Thursday, April 19, 2012

Changing the Mood

I read last night at my writer’s group and someone asked what does this scene accomplish? What’s the goal? What’s the motivation? It had a number of goals—a clue was discovered, a relationship was strengthened, an important conversation happened—but for me the most important thing that happened was the mood changed.

I’m rewriting a mystery I wrote years ago, back in the days when I loved Elizabeth George, PD James and I watched PBS’s MYSTERY every Sunday night. I stopped reading Ms. George after she killed Lynley’s wife and the last PD James I picked up I had a hard time slogging through. Even though in junior high I set and accomplished the goal of ready every single Agatha Christie novel somewhere, somehow since then I’ve lost my love for mysteries. I’m not loving this book, but I do think it has its moments and because I think it’s worth resurrecting I spend a few hours on it each week.

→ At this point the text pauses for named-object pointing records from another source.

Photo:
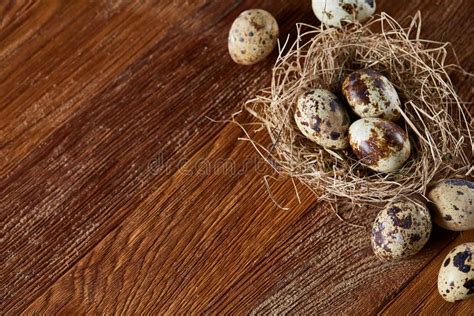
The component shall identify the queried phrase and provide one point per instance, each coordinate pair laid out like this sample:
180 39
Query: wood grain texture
117 194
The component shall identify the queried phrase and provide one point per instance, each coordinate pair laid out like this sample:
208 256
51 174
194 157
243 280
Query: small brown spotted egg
453 204
252 37
371 94
456 275
337 12
400 230
379 144
323 119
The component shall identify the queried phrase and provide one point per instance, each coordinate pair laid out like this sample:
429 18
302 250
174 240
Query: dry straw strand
439 125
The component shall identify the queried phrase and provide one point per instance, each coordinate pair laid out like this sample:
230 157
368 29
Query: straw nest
437 122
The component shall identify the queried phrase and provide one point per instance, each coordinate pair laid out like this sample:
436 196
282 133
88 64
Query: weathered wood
112 193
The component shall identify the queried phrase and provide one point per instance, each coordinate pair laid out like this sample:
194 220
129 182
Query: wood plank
83 178
99 96
234 256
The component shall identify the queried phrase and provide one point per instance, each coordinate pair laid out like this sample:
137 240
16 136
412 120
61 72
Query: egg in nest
370 94
379 144
323 119
400 230
453 201
338 12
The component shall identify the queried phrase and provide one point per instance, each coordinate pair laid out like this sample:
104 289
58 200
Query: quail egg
323 119
453 204
371 94
337 12
379 144
252 36
456 275
400 230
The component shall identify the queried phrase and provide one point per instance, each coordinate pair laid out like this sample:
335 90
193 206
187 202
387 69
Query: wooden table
119 195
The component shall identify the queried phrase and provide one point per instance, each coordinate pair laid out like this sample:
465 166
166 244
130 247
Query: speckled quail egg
371 94
252 37
338 12
453 204
323 119
456 275
400 230
379 144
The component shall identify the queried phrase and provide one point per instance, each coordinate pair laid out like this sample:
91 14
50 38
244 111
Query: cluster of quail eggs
375 138
402 228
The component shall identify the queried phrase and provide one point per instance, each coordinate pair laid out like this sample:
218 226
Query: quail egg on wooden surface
323 119
456 275
453 201
371 94
379 144
252 36
400 230
336 12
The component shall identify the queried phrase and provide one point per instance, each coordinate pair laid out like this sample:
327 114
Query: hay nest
437 122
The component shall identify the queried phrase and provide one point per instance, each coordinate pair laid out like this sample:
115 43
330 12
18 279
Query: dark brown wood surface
118 194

But not all of those hours can be murder and mayhem. Sometimes I have to throw in the Boy Scouts, maybe string one or two of them up from hooks in the slaughter house (just for fun) and push them around. And if somebody’s hair gets tangle in someone else’s zipper—that’s all good, because sometimes the purpose of the scene is to change the mood.


From THE RHYME'S LIBRARY


Please, don’t let the boys be at the river, Blair prayed as she instinctively walked toward it. She glanced back at the house—no sign of Alec. Maybe the boys were with him. Still, she followed a path through some long grass toward the river—the worst case scenario.
Muffled voices and scuffling came from behind an outbuilding. She rounded the corner. A low fence surrounded a slaughter house. A beam studded with hooks ran above the boy’s heads, and from one of these hooks they had hung the boy by his feet. He swung wildly from a rope and the boys took turns pushing him. His face turned toward Blair, his mouth hung open, and he crossed eyes.
His distorted face loomed toward her, and she rushed toward him. “Boys -” she began, as his head swung ominously close to the slaughter house wall. He hurtled at her, his head hitting Blair in the belly and lifting her off the ground. She screamed and fell to her knees. The swinging boy twirled around her head, her hair tangling in the teeth of his jacket zipper. He balanced on her head, his legs and arms kicking and flailing while the boys laughed. Blair’s shoulders sagged under his weight.
“My hair!” Blair called out while the boy twisted, trying to free himself. Every movement tugged on her hair. With one hand she tried to keep the boy from swinging, while the other clawed at her tangled hair. “Hold still! Ow!”
Someone gave an outraged gasp and another burst out laughing. She knew that she had to look ridiculous with a boy attached to her head like an elaborate hat.
“What happened here?” Blair recognized Alec’s voice. She tried to knee-hop so that she could see him.
“We weren’t doing nothing-” a boy said.
Blair still couldn’t see Alec, but she cried out to him, “Get this boy off my head!”
“I think her hair is stuck,” a boy offered.
“How-” Cheryl began, but her words were lost in laughter.
Blair tried to wrench her hair free and immediately her hair tightened in the zipper’s teeth. “Help me!”
Alec stepped forward to clasp the boy. It helped to have the him still, but Blair couldn’t think of a time when she had been in a more uncomfortable position. Cheryl began to tug Blair’s hair, but her hands shook as she laughed. Blair considered hitting her.
“Stop,” Blair told her. She struggled to keep her weight on her uninjured leg. “You’re hurting me.”
“I’m just trying to help,” Cheryl said, working at the jacket. “Jacob, can you get out of the jacket?”
“We need some scissors,” Alec said.
“You can’t cut my jacket,” Jacob said. “My mom would kill me.”
“We’ll have to cut her hair,” Cheryl said.
“I’ve a pocket knife,” a boy said.
“That’ll work,” Alec said.
“You’re going to cut my hair with a knife?” Blair’s voice rose to a squeak.
“It’s my knife,” the boy said. “So, I get to do it.”
“No,” all of the adults said at once.